Antes de aquellos noventa minutos decisivos solo había un manojo de muchachos seguros de ganar el campeonato: los jugadores. Verdaderamente, esa era una banda de honorables desfachatados que esperó la final sin concentraciones castrenses, sin menús especiales, sin otra sanata técnica que la lectura de unos jeroglíficos papelitos que les mandaba un sabio del fútbol (remitente que tal vez nunca sea revelado) y que apenas dos o tres de ellos entendían. No eran necesarios más para lograr, hablando un poco fuera de la cancha y mucho dentro, que la sinfonía fuera interpretada por todos. Tan preocupados estaban por el magno partido, que después de almorzar- mientras llegaba el micro- se pusieron a jugar al ludo-matic y a la bolita. Petrocelli, Jorge Gómez, Abel Pérez, Bargas y Frassoldati, Recúpero, Puntorero y Poncio, Marcos, Orife y Neumann. Se vieron pocos equipos argentinos de tanto talento colectivo para embellecer lo práctico y simplificar lo difícil.

Por supuesto, era un plantel armado con “dos mangos cincuenta” que había tenido un compositor- Argentino Geronazzo- y un numen setentón capaz de mostrar en los entrenamientos cómo se tira un córner o cómo se hace una chilena, aun cuando caía a las prácticas con su edad, su traje de casimir italiano, su corbata de seda, sus zapatos de cuero de cocodrilo: Renato Cesarini, ad honorem, solo recaliente de amor al club. Meses después el equipo andaba solo – o casi- y silenciosamente fue fabricando la gran quimera con un campañón que legó los resultados a la estadística y el tesoro de su exquisita calidad a las curtidas almas funebreras.

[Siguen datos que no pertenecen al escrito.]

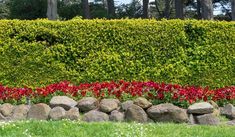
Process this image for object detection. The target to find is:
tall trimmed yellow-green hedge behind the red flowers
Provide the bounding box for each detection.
[0,19,235,88]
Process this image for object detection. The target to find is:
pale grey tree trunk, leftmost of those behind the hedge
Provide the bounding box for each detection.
[47,0,57,20]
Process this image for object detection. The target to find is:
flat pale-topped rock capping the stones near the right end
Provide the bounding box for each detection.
[188,102,214,114]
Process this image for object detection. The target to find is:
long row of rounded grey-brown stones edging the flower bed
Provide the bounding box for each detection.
[0,96,235,125]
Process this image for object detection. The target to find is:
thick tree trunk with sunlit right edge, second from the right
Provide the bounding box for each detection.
[201,0,213,20]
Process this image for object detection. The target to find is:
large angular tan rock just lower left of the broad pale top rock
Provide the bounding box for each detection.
[27,103,51,120]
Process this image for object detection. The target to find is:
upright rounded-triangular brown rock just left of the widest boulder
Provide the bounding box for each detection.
[125,104,148,123]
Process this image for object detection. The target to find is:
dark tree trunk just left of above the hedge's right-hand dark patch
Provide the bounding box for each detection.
[175,0,184,19]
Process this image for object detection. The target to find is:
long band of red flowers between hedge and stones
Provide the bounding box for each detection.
[0,80,235,104]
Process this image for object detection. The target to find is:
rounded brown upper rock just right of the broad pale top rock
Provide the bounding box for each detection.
[77,97,98,112]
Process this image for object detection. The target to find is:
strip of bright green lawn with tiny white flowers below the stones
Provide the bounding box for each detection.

Hoy, exactamente a veinte años de aquel irrepetible campeonato, el legítimo hincha de Chacarita -anónimo hombre de silencios, de pasiones secretas, de melancolías sosegadas, de frugales júbilos internos- sabe que ese título logrado por “la bandita del ‘69” dejó la mesa paga para siempre. No le importa la porca miseria de este otro descenso que fue tan previsible como evitable. No le interesa si en los últimos 20 se vendieron jugadores por una fantástica millonada de dólares jamás devuelta en obras o satisfacciones. No factura sus tardes de veneno y cigarrillo. No impugna la altivez, la ingenuidad o cualquier otra forma de las soberbia que siempre tiene a un rematador tasando la cancha. No se pregunta si es estúpido su metejón. A lo sumo anhela el tercer gol de la final contra River (pelotazo quirúrgico de Recúpero, 30 metros de derecha a izquierda en diagonal al claro, doble gambeta de Marcos y caño al último marcador) sea justicieramente expuesto en el Louvre.

El tipo, por el contrario, interpreta que debe efectuar su garpe material y espiritual por la deuda eterna -también esta es eterna- contraída en el ‘69. Y va y pone para el bono, y marca un cachito del tablón con sus iniciales, y canta, y grita y llora, y se crucifica contra el alambrado (cara externa) y tiene hijos hinchas de Chaca para que a su vez los sigan teniendo- por eso ya hay tataranietos- y en nombre del campeonato de hace dos décadas tiembla de emoción cuanta vez ve salir desde el túnel la camiseta roja, blanca y negra que fue su pañal y será su mortaja por pedido expreso.

 

Carlos Marcelo Thiery.

PUBLICADO EN EL DIARIO CLARIN CUANDO SE CUMPLIERON LOS PRIMEROS 20 AÑOS.DIA 6  DE JULIO DE 1989.